BUSHENYI: Residents of Sheema, Mitooma and Bushenyi districts are concerned that Kitagata Water Treatment Plant that was constructed by the National Water and Sewerage Corporation (NWSC) at Shs40 billion could soon dry up due to massive encroachment on its catchment areas.
NWSC built the water plant in 2017 in a bid to improve water supply services in the districts of Sheema, Mitooma, Bushenyi after the old water source at Nyaruzinga failed to meet the demands of a rising population.
However, the water plant gets its water from several wetlands in the three districts, which residents say have been degraded.
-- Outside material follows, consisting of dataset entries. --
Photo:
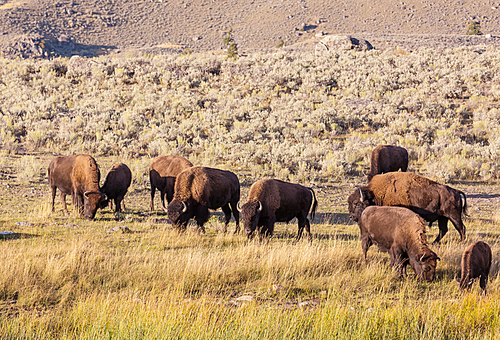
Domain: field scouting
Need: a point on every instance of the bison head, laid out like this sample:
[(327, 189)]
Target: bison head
[(425, 265), (250, 214), (92, 200), (358, 201), (177, 212)]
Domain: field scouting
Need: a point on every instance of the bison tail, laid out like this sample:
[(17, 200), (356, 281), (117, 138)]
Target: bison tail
[(315, 205), (464, 206)]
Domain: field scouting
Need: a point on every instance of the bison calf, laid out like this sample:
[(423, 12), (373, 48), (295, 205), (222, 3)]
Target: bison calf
[(476, 262), (431, 200), (272, 200), (401, 232), (116, 185), (198, 189)]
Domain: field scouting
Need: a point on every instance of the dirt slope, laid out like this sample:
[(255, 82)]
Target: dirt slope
[(99, 26)]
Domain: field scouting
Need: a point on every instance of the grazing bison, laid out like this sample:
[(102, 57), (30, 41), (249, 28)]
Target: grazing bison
[(198, 189), (162, 174), (272, 200), (387, 158), (431, 200), (476, 262), (79, 177), (116, 185), (400, 232)]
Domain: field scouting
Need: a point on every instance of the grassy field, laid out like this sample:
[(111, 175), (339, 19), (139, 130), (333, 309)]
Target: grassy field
[(66, 277), (306, 119)]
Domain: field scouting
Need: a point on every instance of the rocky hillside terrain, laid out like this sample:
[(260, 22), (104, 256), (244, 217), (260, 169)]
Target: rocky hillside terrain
[(94, 27)]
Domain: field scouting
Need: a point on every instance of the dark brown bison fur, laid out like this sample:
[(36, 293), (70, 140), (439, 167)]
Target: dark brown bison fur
[(79, 177), (387, 158), (400, 232), (272, 200), (116, 185), (198, 189), (476, 262), (431, 200), (162, 174)]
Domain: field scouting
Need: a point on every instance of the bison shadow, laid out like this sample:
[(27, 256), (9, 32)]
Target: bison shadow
[(480, 195), (17, 236), (332, 218)]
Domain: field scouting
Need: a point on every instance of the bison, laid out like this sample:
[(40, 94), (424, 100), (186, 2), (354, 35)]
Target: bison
[(79, 177), (476, 262), (198, 189), (431, 200), (401, 232), (387, 158), (116, 185), (162, 174), (272, 200)]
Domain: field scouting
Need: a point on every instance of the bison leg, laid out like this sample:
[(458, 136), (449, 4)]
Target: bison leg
[(303, 222), (397, 261), (78, 200), (162, 197), (366, 243), (459, 225), (202, 216), (443, 229), (118, 207), (53, 197), (236, 214), (153, 190), (482, 282), (227, 216), (63, 201)]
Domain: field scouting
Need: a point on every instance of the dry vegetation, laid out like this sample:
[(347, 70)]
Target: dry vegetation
[(312, 120)]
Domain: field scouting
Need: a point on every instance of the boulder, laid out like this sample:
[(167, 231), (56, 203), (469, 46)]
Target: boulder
[(333, 43)]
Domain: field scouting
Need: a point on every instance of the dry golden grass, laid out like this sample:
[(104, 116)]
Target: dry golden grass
[(65, 277)]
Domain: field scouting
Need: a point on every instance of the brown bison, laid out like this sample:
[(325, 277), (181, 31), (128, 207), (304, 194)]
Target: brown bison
[(476, 262), (431, 200), (79, 177), (387, 158), (272, 200), (401, 233), (116, 185), (198, 189), (162, 174)]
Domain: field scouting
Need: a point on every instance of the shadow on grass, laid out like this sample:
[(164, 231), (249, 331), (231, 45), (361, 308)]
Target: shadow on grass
[(16, 236)]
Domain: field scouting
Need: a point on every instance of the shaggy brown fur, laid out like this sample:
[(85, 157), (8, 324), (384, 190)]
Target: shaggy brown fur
[(431, 200), (198, 189), (162, 174), (387, 158), (476, 262), (79, 177), (116, 185), (400, 232), (272, 200)]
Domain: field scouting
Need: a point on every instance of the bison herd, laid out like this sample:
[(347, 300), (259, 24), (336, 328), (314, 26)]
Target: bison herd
[(390, 210)]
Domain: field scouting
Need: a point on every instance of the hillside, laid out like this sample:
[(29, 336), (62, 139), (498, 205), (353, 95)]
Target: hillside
[(92, 27)]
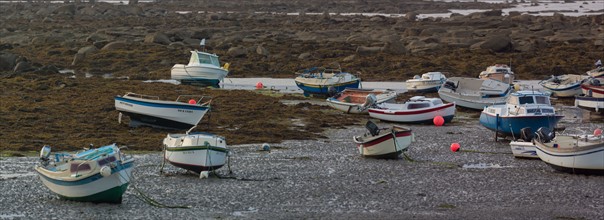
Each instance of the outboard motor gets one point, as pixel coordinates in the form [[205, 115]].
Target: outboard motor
[[526, 134], [545, 134]]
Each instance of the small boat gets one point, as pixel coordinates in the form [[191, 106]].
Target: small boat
[[522, 109], [593, 88], [357, 101], [417, 109], [196, 152], [183, 113], [573, 154], [428, 82], [474, 93], [95, 175], [565, 85], [388, 145], [325, 82], [499, 72], [203, 68]]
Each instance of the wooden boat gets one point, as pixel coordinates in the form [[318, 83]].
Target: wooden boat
[[203, 68], [355, 101], [428, 82], [325, 82], [499, 72], [564, 85], [95, 175], [196, 152], [522, 109], [390, 144], [147, 110], [574, 154], [474, 93], [418, 109]]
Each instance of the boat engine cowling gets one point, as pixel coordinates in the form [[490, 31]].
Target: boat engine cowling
[[545, 134], [526, 134]]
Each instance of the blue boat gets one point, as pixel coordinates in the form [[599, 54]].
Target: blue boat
[[522, 109], [323, 81]]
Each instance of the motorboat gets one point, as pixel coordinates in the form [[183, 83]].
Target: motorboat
[[99, 175], [417, 109], [522, 109], [428, 82], [357, 101], [499, 72], [325, 81], [564, 85], [474, 93], [579, 154], [186, 111], [390, 144]]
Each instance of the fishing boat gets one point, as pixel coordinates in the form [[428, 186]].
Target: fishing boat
[[564, 85], [196, 152], [428, 82], [499, 72], [184, 112], [357, 101], [204, 68], [388, 145], [474, 93], [325, 81], [417, 109], [522, 109], [94, 175], [582, 154]]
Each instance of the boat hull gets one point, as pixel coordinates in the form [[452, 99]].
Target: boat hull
[[95, 188], [522, 149], [447, 111], [385, 146], [195, 152], [590, 103], [511, 125], [160, 114], [205, 74]]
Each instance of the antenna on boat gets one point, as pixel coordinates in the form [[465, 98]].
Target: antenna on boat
[[202, 44]]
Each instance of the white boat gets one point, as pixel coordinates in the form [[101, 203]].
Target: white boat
[[95, 175], [574, 154], [388, 145], [355, 101], [197, 152], [565, 85], [418, 109], [203, 68], [499, 72], [474, 93], [183, 113], [522, 109], [428, 82]]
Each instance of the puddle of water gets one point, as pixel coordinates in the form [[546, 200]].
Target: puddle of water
[[483, 166]]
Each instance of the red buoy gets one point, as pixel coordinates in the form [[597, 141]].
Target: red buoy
[[438, 121], [455, 147]]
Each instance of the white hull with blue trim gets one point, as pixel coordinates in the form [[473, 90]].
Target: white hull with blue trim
[[196, 152], [96, 175], [150, 111]]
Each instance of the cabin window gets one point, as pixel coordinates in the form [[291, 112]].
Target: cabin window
[[542, 100], [78, 167], [525, 100], [418, 105], [204, 59]]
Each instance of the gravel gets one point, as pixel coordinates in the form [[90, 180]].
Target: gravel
[[326, 178]]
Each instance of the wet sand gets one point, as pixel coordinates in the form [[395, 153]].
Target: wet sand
[[326, 178]]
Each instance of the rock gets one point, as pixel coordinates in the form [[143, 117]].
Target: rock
[[116, 45], [238, 51], [159, 38]]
Ms Joviah Tararemwe, a resident of Kitagata Town Council in Mitooma District, said the communities have continued carrying out activities that harm the water catchment areas.
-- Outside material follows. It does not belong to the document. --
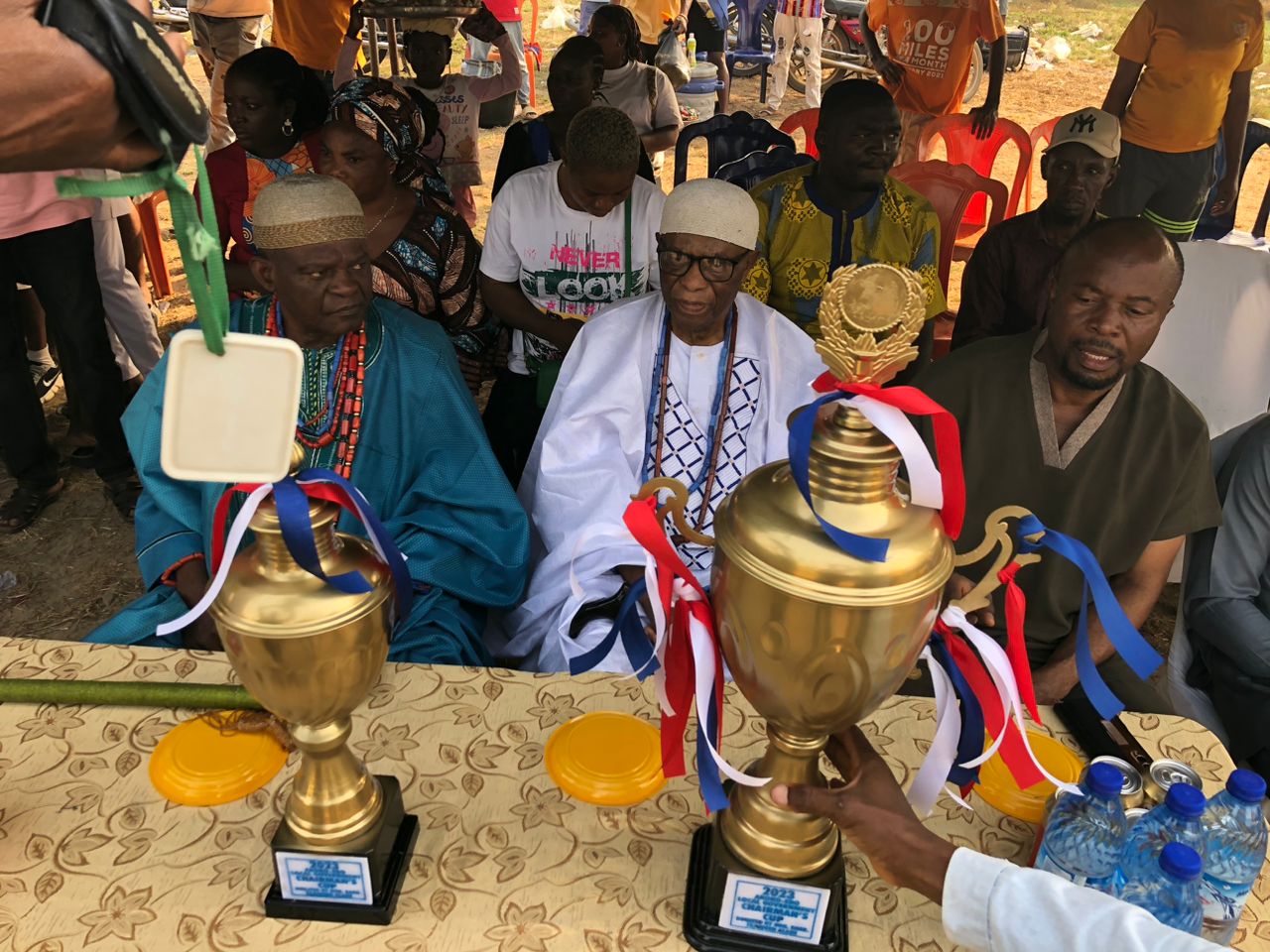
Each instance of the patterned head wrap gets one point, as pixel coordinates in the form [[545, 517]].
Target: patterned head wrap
[[389, 116]]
“There is continued silting of the streams because people’s animals get water directly from the streams. This, plus poor methods of farming upstream, are responsible for the current silting process,” she said in an interview on Monday.
“Wetland degradation in the surrounding areas of Mitooma and Bushenyi is another contributing factor. The more this water is contaminated by these activities, the more it becomes expensive for NWSC to treat it. This cost will again come back to us,” she added
The Nkanga Sub-county chief in Bushenyi, Mr Elly Muhwezi, said people have planted eucalyptus trees in Nyamirembe wetland, which is the main source of water that supplies the NWSC plant.
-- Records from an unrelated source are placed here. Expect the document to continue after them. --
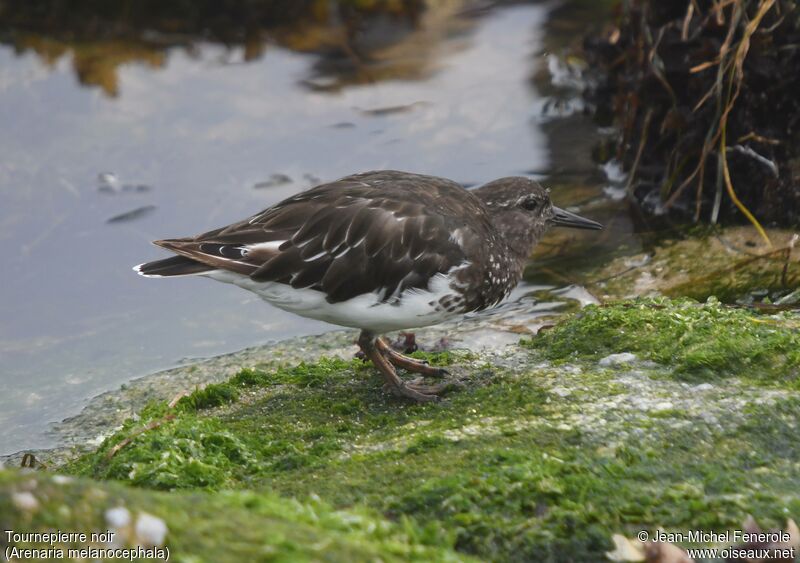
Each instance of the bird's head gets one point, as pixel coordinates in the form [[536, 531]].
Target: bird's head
[[521, 211]]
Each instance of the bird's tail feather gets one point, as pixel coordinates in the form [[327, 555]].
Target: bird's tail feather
[[174, 266]]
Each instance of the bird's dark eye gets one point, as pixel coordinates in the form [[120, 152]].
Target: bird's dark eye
[[530, 204]]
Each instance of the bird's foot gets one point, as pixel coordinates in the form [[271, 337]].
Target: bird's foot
[[409, 364], [385, 359]]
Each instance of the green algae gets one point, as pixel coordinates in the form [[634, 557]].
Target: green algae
[[525, 463], [697, 341], [222, 527]]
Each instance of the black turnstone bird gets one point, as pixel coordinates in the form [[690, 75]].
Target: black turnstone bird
[[380, 251]]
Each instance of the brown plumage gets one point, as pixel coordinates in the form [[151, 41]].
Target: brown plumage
[[374, 240]]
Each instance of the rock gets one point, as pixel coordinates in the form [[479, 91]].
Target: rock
[[151, 531], [24, 501], [613, 360]]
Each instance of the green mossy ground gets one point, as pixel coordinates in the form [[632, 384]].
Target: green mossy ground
[[542, 455], [699, 341], [228, 527]]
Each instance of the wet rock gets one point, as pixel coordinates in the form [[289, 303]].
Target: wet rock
[[613, 360], [150, 530], [24, 501], [274, 181]]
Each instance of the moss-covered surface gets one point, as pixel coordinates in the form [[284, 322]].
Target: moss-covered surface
[[729, 264], [543, 455], [698, 341], [227, 527]]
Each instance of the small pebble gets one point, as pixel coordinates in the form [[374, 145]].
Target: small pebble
[[25, 501], [118, 517], [617, 359], [150, 530]]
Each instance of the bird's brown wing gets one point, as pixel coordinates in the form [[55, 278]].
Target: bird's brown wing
[[381, 232]]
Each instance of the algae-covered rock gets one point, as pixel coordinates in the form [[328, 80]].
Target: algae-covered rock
[[197, 526], [694, 340], [542, 455], [729, 264]]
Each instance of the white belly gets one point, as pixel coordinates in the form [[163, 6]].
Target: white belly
[[415, 307]]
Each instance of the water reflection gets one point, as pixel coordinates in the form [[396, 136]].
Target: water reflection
[[200, 142], [355, 42]]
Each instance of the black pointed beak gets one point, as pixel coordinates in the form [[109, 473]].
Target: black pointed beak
[[564, 218]]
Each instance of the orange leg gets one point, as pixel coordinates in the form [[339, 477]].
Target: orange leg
[[409, 364], [419, 392]]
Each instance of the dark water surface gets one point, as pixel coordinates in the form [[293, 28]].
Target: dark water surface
[[108, 144]]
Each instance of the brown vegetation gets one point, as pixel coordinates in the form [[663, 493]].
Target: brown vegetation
[[705, 94]]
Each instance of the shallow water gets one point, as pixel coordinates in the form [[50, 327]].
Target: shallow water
[[101, 157]]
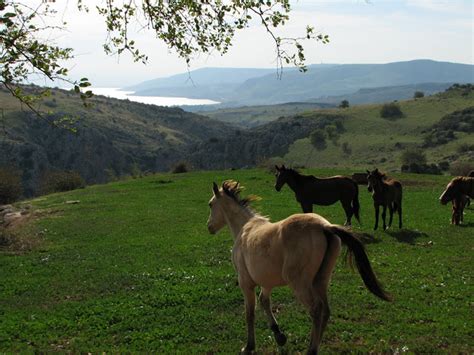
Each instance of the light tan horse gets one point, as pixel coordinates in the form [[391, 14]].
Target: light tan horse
[[299, 251]]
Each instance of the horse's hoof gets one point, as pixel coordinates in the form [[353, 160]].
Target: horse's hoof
[[280, 338]]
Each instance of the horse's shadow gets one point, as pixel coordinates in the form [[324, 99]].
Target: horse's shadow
[[367, 238], [406, 235]]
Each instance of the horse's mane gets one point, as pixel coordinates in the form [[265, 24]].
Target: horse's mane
[[379, 175], [233, 188]]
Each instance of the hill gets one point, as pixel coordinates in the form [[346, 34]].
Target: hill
[[385, 94], [258, 88], [370, 140], [132, 268], [114, 137], [117, 138], [253, 116]]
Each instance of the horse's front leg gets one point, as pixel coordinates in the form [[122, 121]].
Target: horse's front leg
[[307, 207], [384, 214], [265, 301], [390, 211], [376, 207], [249, 295]]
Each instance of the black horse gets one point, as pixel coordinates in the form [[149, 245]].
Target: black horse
[[386, 193], [310, 190]]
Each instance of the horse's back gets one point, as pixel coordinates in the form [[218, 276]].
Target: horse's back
[[327, 191]]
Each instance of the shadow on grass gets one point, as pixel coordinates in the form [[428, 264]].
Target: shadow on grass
[[367, 238], [406, 235]]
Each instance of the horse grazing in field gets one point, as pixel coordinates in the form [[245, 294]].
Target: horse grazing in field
[[299, 251], [458, 190], [311, 190], [386, 193]]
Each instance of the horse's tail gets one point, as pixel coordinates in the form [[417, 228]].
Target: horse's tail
[[355, 203], [357, 249]]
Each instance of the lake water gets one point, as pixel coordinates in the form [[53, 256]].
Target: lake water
[[152, 100]]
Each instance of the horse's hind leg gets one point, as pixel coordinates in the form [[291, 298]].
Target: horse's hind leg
[[265, 302], [391, 207], [348, 210], [376, 207], [384, 215], [399, 214], [249, 295]]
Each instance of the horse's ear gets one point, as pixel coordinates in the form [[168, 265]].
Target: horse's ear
[[215, 189]]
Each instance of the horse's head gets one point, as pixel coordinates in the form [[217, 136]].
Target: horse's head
[[216, 220], [282, 174], [374, 179], [222, 197], [452, 189]]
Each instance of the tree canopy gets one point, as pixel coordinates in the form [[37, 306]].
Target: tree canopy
[[187, 27]]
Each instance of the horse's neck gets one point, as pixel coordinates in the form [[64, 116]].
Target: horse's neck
[[236, 217], [296, 182]]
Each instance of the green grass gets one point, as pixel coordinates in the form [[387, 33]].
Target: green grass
[[376, 141], [133, 268]]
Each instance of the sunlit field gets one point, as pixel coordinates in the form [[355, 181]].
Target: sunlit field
[[131, 267]]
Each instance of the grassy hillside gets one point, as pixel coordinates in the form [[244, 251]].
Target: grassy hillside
[[114, 137], [375, 141], [253, 116], [132, 268]]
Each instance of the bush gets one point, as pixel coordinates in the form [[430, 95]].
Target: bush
[[60, 181], [413, 156], [421, 169], [391, 110], [10, 185], [461, 168], [318, 139], [181, 167], [346, 148], [344, 104]]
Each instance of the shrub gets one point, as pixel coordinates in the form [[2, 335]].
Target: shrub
[[60, 181], [318, 139], [344, 104], [461, 168], [413, 156], [346, 148], [391, 110], [181, 167], [464, 148], [10, 185]]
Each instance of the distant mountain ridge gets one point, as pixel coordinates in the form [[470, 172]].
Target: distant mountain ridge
[[234, 87]]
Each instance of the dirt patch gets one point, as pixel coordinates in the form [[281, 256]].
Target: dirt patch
[[15, 235]]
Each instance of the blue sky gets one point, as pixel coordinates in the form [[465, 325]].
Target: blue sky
[[375, 31]]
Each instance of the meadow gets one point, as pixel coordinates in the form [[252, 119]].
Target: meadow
[[132, 268]]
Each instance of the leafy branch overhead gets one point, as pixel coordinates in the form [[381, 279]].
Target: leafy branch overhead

“The water NWSC gets from Kitagata begins from here. The moment this source is threatened, it implies that NWSC is going to lack water to supply and our citizens are going to suffer,” he said.
“When you see this eucalyptus that is surrounding the source, it means the source itself is under threat. So, the efforts of the government to restore this source should be timely and serious. Otherwise we shall not be having water at Kitagata,” Mr Muhwezi added.
What leaders say
The Bushenyi District Senior Environment Officer, Mr Vincent Kataate, acknowledged massive encroachment on the wetlands by the population in areas of Kabusolo, Muhito, and Katuuba.
“Contamination of the water project has direct and indirect impact on the consumer because it will cause problems such as shortage of quality water, raise water treatment costs, raise water tariffs and eventually lead to poverty. We need to protect these areas before it is too late,” he said.
He added that they have started wetland restoration programmes in Bushenyi and that requests have been submitted to the Ministry of Water and Environment to also extend wetland restoration activities to Mitooma and Sheema.
The NWSC principal public relations officer for western region, Mr Paul Turyamureeba Kahiigi, said while they have designed measures to stop encroachment on water sources, they are limited by lack of enforcement.
“We have worked on implementation of priority based water source protection programmes such as tree planting and implementation of stakeholder engagement programmes aimed at sensitisation of the public. But we don’t enforce them, especially where people have refused to vacate wetlands,” he said.
In January, President Museveni ordered all encroachers out of wetlands. While in some places the directive was enforced, in others it was not. The head of newly formed political party National Economic Empowerment Dialogue (NEED) Joseph Kabuleta has asked the government to walk the talk and evict encroachers from the wetlands.